Age at diagnosis was associated with familial clustering for schizophrenia and MDD and possibly for BD, which is in line with earlier findings that suggest that familial factors, which may be genetic, influence the age at onset of these disorders.30

The most important limitation of this study is that we had limited observations for calculating cross-wise schizophrenia–BD risk estimates. Therefore, we cannot conclude that the familial association is absent (we cannot reject the null hypothesis that the risk for BD in the siblings of schizophrenia families is the same as in the general population). With a larger sample size, this discordant RR may become significant. Our findings indicate that the cross-wise schizophrenia–BD risk is lower (about twofold) than the within-diagnostic risks, which is in line with previous findings. The low number of observations (in all cells) is a result of our including only probands of whom all siblings live in the area covered by the PCR-MN. Although this selection of families could introduce a selection bias of families that did not move or were not otherwise lost, it circumvents an information bias of including families with (multiple) members of unknown status. Potential selection mechanisms, such as older siblings that may be more likely to have moved away and larger families having a higher chance of being excluded from analyses, have not necessarily affected our results as they are present in both affected and control families.

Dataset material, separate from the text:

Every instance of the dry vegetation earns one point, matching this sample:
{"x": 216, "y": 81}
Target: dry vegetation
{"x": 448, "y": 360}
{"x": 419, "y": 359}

A potential bias may exist if BD patients move more often than schizophrenia patients. One study did report different numbers of patients that completed a residential move within 1 year: 25% of patients with BD, 20% with schizophrenia, and 16% with depression.31 This may have affected all families similarly, as we find a lower number of patients with BD in all groups. Because we used data from a specialist care registry, the MDD group may include more severe depressions.

Both genetic and environmental factors can contribute to familial risks. A potential environmental factor could be contamination in diagnosis, as siblings may receive a diagnosis that is similar to their sibling for reasons not due to shared genes. The contribution of this phenomenon could not be addressed in our study, although it could be an important factor.

The strength of our study is that we used a registry-based sample of psychiatric patients. Therefore, there is no attrition bias introduced by nonparticipation because of lack of willingness or difficulty in locating participants, as is often the case in clinic-based research. Further, our diagnostic classification may be more uniform than those of other population samples because of a limited area and time span used in our data collection.

Overall, our findings are consistent with other large population-based studies, suggesting that schizophrenia and BD may share familial vulnerability, and risk for similar diagnoses is higher than across diagnostic categories. However, for MDD, risk was similar within and across diagnostic entities. These data as well as previous reports are consistent with a model in which there are underlying genetic or environmental factors that give rise to broad, as well as specific, familial vulnerabilities to psychiatric disorders.

Disclosure

The authors declare no conflict of interest.